Enquanto avanço pela floresta, sinto o toque da folhagem úmida sob meus pés descalços. O aroma fresco do musgo invade minhas narinas, enquanto o canto dos pássaros ecoa ao meu redor, criando uma sinfonia natural que parece vibrar com a vida da mata. Uma brisa fria acaricia meu rosto, fazendo meus longos cabelos dançarem suavemente, como se a própria floresta estivesse me recebendo em seu abraço.

O céu acima está encoberto, e nuvens escuras se acumulam no horizonte, prenunciando a tempestade que se aproxima. Ao olhar para trás, vejo a professora Paula, profundamente concentrada em suas anotações, examinando uma planta que descobrira entre as raízes. Sorrio para sua dedicação, mas a inquietude começa a me incomodar.

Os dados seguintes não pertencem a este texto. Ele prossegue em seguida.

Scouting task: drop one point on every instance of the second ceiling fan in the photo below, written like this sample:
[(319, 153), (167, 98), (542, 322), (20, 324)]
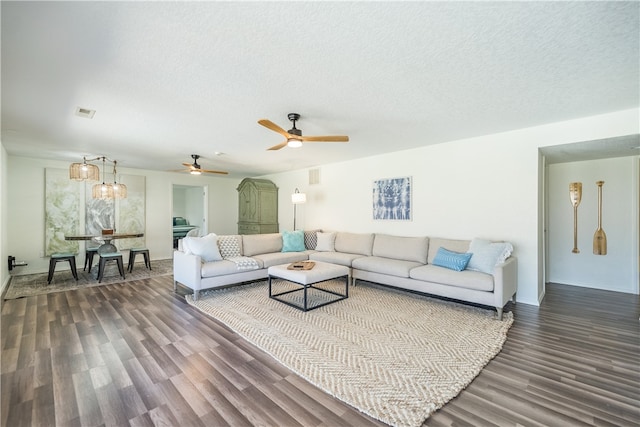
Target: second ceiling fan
[(294, 137)]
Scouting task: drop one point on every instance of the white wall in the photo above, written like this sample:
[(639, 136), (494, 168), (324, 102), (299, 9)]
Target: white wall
[(489, 186), (4, 244), (617, 270), (188, 203), (24, 234)]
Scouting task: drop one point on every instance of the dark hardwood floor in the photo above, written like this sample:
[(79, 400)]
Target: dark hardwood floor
[(137, 354)]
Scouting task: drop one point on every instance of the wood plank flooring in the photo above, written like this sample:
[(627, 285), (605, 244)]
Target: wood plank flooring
[(136, 354)]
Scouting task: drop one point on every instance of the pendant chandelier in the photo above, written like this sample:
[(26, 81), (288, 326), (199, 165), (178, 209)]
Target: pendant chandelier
[(89, 172), (84, 171)]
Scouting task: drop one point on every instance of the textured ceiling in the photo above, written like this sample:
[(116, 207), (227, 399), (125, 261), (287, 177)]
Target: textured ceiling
[(168, 79)]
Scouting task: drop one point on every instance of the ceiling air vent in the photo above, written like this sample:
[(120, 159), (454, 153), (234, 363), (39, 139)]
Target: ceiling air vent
[(85, 112)]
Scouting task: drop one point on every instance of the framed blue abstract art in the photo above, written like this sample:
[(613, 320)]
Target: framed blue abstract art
[(392, 199)]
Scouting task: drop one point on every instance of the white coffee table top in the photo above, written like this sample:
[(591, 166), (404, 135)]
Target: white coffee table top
[(320, 272)]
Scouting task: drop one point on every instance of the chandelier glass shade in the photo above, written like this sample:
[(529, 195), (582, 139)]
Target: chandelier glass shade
[(88, 172), (84, 171)]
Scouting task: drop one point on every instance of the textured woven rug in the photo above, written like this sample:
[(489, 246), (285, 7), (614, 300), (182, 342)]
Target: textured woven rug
[(36, 284), (393, 355)]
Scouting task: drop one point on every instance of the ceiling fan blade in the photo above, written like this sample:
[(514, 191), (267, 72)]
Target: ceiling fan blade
[(279, 146), (334, 138), (274, 127), (210, 171)]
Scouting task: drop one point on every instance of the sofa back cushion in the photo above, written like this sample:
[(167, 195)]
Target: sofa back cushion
[(403, 248), (354, 243), (230, 246), (436, 243), (256, 244), (205, 247)]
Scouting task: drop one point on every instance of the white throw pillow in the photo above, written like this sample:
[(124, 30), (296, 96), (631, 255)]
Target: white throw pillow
[(205, 247), (486, 255), (326, 242)]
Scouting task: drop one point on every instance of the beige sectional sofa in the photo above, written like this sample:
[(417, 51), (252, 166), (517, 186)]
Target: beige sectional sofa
[(401, 262)]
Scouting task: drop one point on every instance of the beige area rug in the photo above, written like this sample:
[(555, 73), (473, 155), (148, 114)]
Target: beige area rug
[(393, 355), (36, 284)]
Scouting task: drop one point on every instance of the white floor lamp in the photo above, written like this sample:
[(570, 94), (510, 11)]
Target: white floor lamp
[(297, 198)]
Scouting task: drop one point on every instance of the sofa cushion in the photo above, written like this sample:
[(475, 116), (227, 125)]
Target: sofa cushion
[(353, 243), (277, 258), (392, 267), (453, 245), (403, 248), (205, 247), (486, 255), (451, 260), (230, 246), (218, 268), (326, 242), (339, 258), (463, 279), (293, 241), (254, 244)]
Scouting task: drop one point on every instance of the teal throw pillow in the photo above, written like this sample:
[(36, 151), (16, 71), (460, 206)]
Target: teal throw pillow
[(451, 260), (293, 241)]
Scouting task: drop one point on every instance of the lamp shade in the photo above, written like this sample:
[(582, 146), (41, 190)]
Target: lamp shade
[(84, 172), (102, 191)]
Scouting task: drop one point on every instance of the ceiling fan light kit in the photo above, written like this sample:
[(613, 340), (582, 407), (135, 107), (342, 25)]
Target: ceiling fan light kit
[(294, 137), (195, 169)]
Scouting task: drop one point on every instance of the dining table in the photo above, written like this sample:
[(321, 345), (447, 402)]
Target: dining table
[(106, 246)]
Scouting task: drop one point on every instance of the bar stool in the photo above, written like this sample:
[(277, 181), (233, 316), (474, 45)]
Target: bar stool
[(88, 257), (132, 258), (111, 256), (58, 257)]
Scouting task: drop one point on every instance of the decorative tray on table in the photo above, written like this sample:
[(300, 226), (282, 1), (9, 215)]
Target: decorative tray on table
[(302, 265)]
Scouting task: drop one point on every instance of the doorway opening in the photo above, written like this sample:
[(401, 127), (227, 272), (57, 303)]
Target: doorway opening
[(189, 209)]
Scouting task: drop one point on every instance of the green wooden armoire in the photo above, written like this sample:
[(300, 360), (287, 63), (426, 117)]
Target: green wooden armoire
[(258, 206)]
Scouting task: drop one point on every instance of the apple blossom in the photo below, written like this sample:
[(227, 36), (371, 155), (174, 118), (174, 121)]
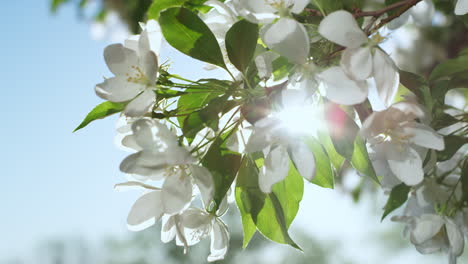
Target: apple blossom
[(395, 134), (135, 77), (461, 8), (361, 59), (272, 137)]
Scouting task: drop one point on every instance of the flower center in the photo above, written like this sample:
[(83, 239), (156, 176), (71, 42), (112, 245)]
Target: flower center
[(137, 76)]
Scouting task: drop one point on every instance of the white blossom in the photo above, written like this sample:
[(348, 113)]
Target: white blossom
[(193, 225), (396, 136), (422, 13), (135, 76), (361, 60), (461, 8), (157, 151), (275, 140), (285, 36)]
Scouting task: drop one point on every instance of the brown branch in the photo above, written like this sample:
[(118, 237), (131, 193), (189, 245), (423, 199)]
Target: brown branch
[(409, 4), (384, 10)]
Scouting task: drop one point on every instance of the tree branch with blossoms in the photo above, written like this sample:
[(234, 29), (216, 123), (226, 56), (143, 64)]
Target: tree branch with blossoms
[(289, 110)]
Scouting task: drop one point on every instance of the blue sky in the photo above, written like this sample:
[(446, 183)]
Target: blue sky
[(56, 183)]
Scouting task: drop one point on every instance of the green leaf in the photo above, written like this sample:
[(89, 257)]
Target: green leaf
[(452, 67), (281, 68), (464, 180), (186, 32), (443, 120), (328, 6), (244, 182), (223, 165), (397, 198), (189, 106), (335, 158), (361, 161), (452, 145), (160, 5), (241, 41), (323, 171), (103, 110), (206, 117), (56, 4), (272, 213), (343, 130)]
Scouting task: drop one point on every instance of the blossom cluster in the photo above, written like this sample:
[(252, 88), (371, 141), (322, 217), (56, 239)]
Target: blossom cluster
[(170, 164)]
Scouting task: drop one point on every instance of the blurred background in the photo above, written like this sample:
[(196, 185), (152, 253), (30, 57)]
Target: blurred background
[(57, 203)]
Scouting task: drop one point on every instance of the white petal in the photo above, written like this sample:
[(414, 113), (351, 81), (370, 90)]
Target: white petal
[(144, 132), (399, 21), (341, 27), (406, 164), (423, 12), (176, 193), (133, 185), (120, 59), (141, 105), (357, 63), (257, 6), (426, 227), (197, 225), (303, 159), (386, 77), (168, 229), (293, 41), (264, 63), (145, 212), (425, 136), (118, 89), (150, 67), (140, 164), (261, 136), (455, 236), (275, 168), (461, 7), (299, 5), (204, 181), (219, 241), (342, 90)]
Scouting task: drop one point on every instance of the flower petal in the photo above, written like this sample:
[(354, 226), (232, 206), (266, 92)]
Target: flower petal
[(425, 136), (405, 163), (357, 63), (168, 229), (275, 168), (150, 67), (145, 212), (293, 42), (140, 164), (341, 27), (423, 12), (176, 193), (461, 7), (399, 21), (426, 227), (303, 159), (264, 63), (386, 77), (141, 105), (204, 181), (118, 89), (120, 59), (342, 90), (219, 241)]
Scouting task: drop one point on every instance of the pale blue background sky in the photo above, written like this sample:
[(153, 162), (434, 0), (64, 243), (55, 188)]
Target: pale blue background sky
[(58, 184), (53, 182)]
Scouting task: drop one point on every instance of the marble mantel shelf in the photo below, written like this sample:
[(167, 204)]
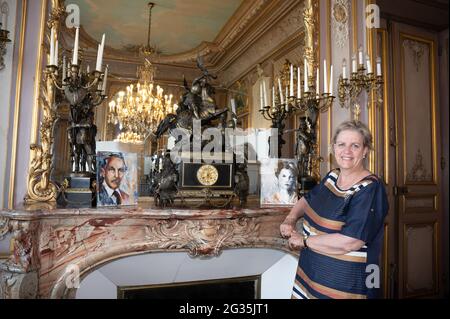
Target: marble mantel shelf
[(50, 246)]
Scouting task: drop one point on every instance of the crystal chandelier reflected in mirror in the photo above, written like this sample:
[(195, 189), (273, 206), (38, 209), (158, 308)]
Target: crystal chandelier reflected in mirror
[(139, 109)]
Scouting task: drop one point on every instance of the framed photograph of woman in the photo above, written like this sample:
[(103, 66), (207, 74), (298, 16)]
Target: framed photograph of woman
[(278, 182), (117, 179)]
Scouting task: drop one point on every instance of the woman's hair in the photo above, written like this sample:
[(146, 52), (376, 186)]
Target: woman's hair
[(286, 165), (357, 126)]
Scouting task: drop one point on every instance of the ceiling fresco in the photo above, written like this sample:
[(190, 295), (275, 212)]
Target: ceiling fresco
[(177, 25)]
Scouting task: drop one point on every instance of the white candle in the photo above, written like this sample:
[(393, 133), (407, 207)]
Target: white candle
[(52, 47), (105, 78), (75, 47), (291, 81), (273, 95), (64, 68), (98, 64), (369, 64), (56, 58), (3, 21), (361, 59), (305, 75), (281, 91), (317, 81), (331, 81), (101, 48), (265, 93), (344, 71), (378, 66), (261, 98), (287, 97)]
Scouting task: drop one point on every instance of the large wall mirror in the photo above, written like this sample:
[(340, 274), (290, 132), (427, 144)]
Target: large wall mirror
[(158, 44)]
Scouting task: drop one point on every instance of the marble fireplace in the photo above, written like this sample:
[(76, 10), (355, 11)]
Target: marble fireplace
[(60, 253)]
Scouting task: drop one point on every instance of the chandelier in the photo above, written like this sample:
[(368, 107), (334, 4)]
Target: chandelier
[(139, 109)]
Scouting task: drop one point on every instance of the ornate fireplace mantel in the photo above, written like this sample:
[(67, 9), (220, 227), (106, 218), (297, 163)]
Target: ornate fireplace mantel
[(48, 245)]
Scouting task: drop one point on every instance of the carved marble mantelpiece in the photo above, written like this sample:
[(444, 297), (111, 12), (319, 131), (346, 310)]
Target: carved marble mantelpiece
[(48, 244)]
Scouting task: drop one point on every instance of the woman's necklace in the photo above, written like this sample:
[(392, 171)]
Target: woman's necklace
[(347, 184)]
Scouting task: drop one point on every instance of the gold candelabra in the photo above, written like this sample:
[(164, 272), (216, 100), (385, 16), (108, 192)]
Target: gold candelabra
[(306, 99), (362, 78)]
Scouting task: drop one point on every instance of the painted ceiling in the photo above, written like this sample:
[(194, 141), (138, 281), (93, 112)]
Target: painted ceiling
[(177, 25)]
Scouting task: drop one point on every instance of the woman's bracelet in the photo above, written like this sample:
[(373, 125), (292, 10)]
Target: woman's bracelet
[(290, 220)]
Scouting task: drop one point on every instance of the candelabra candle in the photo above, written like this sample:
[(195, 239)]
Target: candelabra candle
[(75, 47), (291, 81), (264, 93), (350, 89)]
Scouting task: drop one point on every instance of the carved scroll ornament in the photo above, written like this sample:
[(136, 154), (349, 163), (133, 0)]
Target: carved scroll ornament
[(202, 238)]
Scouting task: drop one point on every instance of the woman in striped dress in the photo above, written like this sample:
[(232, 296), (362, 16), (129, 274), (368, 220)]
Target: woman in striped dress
[(343, 221)]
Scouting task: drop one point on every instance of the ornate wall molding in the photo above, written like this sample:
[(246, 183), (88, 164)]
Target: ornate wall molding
[(340, 22), (419, 172), (417, 50), (287, 30), (49, 242)]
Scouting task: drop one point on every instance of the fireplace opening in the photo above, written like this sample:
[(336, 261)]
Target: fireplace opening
[(238, 288)]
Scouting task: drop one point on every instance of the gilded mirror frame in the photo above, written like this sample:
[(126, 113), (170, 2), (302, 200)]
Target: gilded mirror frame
[(40, 187)]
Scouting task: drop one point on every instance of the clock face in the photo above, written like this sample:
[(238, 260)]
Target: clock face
[(207, 175)]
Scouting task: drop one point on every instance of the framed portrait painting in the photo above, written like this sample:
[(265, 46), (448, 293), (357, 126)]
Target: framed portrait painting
[(117, 179), (278, 182)]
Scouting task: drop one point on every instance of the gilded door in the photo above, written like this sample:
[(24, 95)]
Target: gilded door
[(418, 215)]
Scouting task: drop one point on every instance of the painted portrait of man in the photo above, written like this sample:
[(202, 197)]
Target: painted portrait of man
[(116, 179)]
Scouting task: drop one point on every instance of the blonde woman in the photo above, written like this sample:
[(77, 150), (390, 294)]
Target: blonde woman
[(343, 221)]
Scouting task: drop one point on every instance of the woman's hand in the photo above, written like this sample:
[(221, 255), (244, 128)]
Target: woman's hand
[(287, 228), (295, 241)]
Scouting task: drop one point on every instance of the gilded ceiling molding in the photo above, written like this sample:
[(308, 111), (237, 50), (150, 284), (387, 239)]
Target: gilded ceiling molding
[(417, 50), (245, 16), (242, 24), (282, 37), (340, 22)]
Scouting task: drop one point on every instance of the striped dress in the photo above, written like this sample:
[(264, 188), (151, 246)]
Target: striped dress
[(358, 212)]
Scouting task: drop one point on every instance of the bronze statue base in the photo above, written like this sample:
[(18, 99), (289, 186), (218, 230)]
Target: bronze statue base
[(78, 191)]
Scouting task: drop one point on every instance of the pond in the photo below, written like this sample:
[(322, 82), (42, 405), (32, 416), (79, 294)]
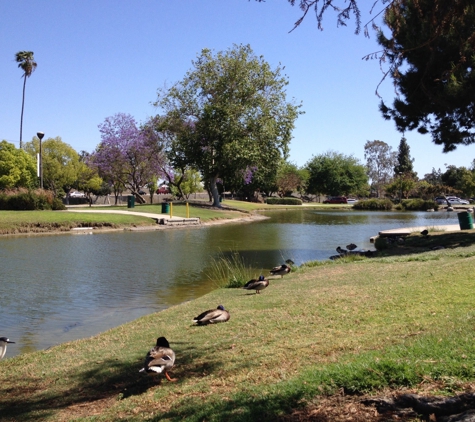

Então, antes que eu possa chamar a professora para voltarmos à aldeia, ouço passos, galhos se quebrando sob o peso de algo, ou alguém. Meu coração dispara, a adrenalina toma conta do meu corpo.

Sem hesitar, retiro meu arco das costas e me escondo atrás de uma árvore, as folhas sussurrando em torno de mim. Quando o intruso que percebo ser um homem se aproxima, aponto minha flecha diretamente para sua cabeça.

— Fique onde está, seu demônio! — digo, fixando meus olhos nos dele.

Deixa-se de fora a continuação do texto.